QUANDO LE DEMOCRAZIE HANNO CATTIVA MEMORIA
Non molti anni fa l’Occidente sfilò alla Jugoslavia prima la Slovenia, poi la Croazia, poi la Bosnia-Erzegovina, infine il Kosovo. Per fare questo bombardò la Serbia e la capitale Belgrado per due mesi. Fece bene? Fece male? Non lo so. Però per quale motivo il Donbass russofono che non vuole entrare nella Unione Europea e magari non vuole neppure i missili Nato, non può «staccarsi» dalla Ucraina? I confini dell’Ucraina sono più inviolabili di quelli jugoslavi? Valgono di più l’etnia, la lingua, la religione o i confini geograficopolitici? Basta mettersi d’accordo. Aggiungo che Vladimir Putin, come ha sempre detto, si riterrebbe soddisfatto da ampie autonomie a Est e da una Ucraina neutrale, senza pretendere annessioni. Caro Savini, li uomini di Stato e i diplomatici ricordano bene tutto ciò che può essere usato per promuovere i loro interessi. Ricordano meno bene gli avvenimenti che proiettano un’ombra sui loro argomenti. Il riconoscimento della Slovenia e della Croazia fu dovuto in buona parte alle iniziative del ministro degli Esteri della Repubblica Federale di Germania. Hans-Dietrich Genscher ne sostenne la necessità nei suoi incontri con gli altri ministri degli Esteri della Comunità europea e li mise di fronte a un fatto compiuto con il riconoscimento unilaterale della Croazia il 23 dicembre 1991.
Paradossalmente, il rappresentante di un Paese che si era riunificato soltanto qualche mese prima, fu responsabile della disintegrazione di un altro Stato europeo. Genscher giustificò la
Gsua iniziativa dicendo che la secessione delle due Repubbliche avrebbe bloccato le mire egemoniche della Serbia e contribuito alla pace della Jugoslavia. Ma nelle settimane seguenti la Bosnia organizzò un referendum che si tenne nel gennaio 1992, ottenne l’approvazione della grande maggioranza degli elettori musulmani (quasi tutti i serbi si astennero) e proclamò la sua indipendenza nel marzo dello stesso anno. Quella decisione ebbe per effetto una guerra civile che si protrasse sino agli accordi di Dayton nel luglio 1995.
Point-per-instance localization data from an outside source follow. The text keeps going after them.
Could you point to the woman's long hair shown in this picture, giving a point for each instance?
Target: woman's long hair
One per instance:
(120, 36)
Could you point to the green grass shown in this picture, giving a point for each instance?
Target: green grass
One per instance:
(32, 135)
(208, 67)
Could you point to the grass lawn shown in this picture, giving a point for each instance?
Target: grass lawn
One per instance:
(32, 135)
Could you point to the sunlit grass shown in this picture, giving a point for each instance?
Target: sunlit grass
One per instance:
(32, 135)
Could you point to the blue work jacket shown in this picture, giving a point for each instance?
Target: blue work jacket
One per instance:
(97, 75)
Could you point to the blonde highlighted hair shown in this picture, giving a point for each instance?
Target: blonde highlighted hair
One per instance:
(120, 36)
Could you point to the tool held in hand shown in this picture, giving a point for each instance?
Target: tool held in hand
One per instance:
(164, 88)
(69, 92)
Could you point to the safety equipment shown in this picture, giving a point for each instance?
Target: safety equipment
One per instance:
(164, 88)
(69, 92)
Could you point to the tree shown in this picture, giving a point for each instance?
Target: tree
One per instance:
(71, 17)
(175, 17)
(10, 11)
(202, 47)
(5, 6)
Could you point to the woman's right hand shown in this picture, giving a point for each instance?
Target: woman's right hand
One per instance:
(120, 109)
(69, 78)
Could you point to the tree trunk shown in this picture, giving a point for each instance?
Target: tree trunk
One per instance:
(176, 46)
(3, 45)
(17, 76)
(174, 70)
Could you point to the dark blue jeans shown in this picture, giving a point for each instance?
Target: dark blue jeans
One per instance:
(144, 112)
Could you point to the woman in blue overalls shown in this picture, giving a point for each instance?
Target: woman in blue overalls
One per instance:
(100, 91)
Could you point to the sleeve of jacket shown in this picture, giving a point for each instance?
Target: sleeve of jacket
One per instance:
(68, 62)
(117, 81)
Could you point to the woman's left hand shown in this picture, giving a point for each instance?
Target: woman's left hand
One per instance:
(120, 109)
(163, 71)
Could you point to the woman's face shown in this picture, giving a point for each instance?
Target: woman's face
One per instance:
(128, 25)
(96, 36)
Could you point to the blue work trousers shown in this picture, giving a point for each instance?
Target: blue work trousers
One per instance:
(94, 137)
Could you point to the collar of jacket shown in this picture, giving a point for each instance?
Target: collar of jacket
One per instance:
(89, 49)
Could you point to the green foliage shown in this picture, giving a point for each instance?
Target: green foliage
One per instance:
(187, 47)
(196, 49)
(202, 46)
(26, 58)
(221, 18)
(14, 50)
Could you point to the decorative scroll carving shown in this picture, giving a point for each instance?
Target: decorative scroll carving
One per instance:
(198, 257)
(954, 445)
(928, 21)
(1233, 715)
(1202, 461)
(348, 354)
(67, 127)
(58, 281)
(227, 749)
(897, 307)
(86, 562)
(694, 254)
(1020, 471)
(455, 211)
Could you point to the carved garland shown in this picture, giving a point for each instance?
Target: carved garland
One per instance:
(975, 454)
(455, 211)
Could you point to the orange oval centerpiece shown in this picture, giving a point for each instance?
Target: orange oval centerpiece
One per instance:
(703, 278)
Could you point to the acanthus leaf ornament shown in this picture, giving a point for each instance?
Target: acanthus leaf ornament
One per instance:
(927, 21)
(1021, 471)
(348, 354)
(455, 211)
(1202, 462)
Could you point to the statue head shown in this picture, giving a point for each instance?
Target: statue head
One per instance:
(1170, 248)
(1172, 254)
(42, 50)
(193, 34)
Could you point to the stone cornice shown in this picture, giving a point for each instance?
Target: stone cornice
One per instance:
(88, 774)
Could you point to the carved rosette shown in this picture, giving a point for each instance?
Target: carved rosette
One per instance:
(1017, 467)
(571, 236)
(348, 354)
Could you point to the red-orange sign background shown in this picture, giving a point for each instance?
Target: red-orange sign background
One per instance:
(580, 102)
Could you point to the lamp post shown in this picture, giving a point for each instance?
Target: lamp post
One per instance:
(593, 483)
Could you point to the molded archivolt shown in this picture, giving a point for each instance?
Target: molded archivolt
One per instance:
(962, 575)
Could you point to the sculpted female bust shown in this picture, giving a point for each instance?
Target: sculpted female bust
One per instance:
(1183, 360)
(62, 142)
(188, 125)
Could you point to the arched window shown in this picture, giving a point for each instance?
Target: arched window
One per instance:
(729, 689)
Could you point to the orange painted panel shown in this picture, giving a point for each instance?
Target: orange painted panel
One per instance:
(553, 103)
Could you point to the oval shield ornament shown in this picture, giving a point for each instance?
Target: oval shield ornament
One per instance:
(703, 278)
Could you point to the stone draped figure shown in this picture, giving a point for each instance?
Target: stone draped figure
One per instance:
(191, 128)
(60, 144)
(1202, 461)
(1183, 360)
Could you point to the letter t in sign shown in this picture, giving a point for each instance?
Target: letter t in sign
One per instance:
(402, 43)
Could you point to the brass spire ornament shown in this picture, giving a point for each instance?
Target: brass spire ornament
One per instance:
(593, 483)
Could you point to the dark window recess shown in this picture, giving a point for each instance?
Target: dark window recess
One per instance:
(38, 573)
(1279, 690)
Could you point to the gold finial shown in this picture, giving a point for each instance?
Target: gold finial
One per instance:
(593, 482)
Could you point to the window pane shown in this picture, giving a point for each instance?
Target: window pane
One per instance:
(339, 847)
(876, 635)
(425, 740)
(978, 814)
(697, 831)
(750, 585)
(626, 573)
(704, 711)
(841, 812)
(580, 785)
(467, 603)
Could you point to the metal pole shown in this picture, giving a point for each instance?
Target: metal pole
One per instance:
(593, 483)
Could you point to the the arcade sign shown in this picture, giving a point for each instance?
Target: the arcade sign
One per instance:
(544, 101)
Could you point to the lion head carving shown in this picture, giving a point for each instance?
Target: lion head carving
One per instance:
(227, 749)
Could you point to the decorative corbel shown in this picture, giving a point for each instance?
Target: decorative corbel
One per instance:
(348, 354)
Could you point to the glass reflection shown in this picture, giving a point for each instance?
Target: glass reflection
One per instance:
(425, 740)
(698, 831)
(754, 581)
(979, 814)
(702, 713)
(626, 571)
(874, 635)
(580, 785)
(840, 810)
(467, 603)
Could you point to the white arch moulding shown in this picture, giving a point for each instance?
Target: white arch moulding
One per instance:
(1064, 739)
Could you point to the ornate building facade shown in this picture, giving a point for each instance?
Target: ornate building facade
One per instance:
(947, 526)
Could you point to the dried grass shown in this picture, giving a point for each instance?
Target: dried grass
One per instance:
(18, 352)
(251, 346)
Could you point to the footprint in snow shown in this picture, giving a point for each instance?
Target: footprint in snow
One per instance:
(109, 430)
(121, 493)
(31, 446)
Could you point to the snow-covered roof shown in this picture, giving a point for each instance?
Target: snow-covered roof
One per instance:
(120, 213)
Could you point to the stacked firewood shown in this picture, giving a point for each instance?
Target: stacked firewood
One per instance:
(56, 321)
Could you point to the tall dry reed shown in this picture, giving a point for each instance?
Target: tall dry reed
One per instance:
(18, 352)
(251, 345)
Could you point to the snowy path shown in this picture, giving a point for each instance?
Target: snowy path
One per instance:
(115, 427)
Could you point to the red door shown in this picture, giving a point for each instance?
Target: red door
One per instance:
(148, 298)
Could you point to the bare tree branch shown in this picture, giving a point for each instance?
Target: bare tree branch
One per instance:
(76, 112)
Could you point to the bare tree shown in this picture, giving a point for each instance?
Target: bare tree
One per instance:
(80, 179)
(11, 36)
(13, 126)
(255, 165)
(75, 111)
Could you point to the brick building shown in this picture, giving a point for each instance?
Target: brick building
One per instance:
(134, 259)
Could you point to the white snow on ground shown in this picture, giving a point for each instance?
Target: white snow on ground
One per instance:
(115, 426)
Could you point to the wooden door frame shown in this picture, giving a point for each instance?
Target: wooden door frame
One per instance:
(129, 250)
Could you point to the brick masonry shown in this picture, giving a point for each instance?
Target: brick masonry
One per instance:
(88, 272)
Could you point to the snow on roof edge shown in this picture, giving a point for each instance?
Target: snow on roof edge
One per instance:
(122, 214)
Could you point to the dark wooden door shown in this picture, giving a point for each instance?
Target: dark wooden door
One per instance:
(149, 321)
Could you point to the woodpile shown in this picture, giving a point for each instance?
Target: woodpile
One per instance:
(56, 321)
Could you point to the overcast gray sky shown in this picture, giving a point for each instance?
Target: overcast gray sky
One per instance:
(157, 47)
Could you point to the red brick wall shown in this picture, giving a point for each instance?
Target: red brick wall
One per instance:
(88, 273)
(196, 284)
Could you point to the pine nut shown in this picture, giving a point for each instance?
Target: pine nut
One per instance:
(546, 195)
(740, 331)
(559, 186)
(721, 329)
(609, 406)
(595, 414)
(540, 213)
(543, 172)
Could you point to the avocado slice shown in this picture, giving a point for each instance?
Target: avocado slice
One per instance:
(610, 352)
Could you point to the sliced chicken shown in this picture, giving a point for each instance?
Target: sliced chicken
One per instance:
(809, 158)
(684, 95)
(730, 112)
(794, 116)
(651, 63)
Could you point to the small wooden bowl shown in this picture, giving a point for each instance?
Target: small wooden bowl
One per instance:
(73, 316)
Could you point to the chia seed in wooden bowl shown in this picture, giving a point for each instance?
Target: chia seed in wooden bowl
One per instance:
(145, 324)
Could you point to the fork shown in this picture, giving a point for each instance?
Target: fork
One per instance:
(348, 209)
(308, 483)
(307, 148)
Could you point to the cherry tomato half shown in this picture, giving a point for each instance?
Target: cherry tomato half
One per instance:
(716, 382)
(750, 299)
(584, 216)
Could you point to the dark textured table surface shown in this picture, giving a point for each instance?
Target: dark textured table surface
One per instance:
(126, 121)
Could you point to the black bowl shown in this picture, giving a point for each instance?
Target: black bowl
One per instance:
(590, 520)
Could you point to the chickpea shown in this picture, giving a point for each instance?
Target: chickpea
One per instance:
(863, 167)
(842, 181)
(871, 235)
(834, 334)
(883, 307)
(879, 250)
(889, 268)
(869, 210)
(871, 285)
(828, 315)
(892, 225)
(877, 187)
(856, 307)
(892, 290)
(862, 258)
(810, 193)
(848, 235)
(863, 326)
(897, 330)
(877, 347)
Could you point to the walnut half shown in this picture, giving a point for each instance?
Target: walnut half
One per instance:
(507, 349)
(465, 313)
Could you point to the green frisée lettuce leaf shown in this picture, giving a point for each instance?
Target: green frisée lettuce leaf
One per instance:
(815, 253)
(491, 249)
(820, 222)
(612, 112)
Quando sorse il problema del Kosovo le democrazie dovettero scegliere fra due criteri a cui avevano spesso dichiarato di volersi attenere per affrontare le crisi internazionali: l’autodeterminazione dei popoli e il rispetto delle frontiere. Poiché la contemporanea applicazione dei due principi è spesso difficile, se non addirittura impossibile, le democrazie occidentali, per punire la Serbia, decisero di applicare al Kosovo il primo criterio. Mentre nel caso della Crimea e del Donbass, per punire la Russia, hanno deciso di applicare il secondo. Ancora un caso di smemoratezza, caro Savini. Nei mesi che precedettero la disintegrazione dell’Urss vi fu una guerra fra due Repubbliche sovietiche, l’Azerbaigian e l’Armenia, per il possesso di una enclave armena, il Nagorno Karabakh, che Stalin aveva assegnato agli azeri negli anni Venti. L’enclave, da allora, è occupata dagli armeni. Quale principio applicare a questa controversia? Quello dell’autodeterminazione o quello del rispetto delle frontiere? Con grande disappunto dell’Azerbaigian le democrazie occidentali, in questo caso, sembrano avere applicato il primo.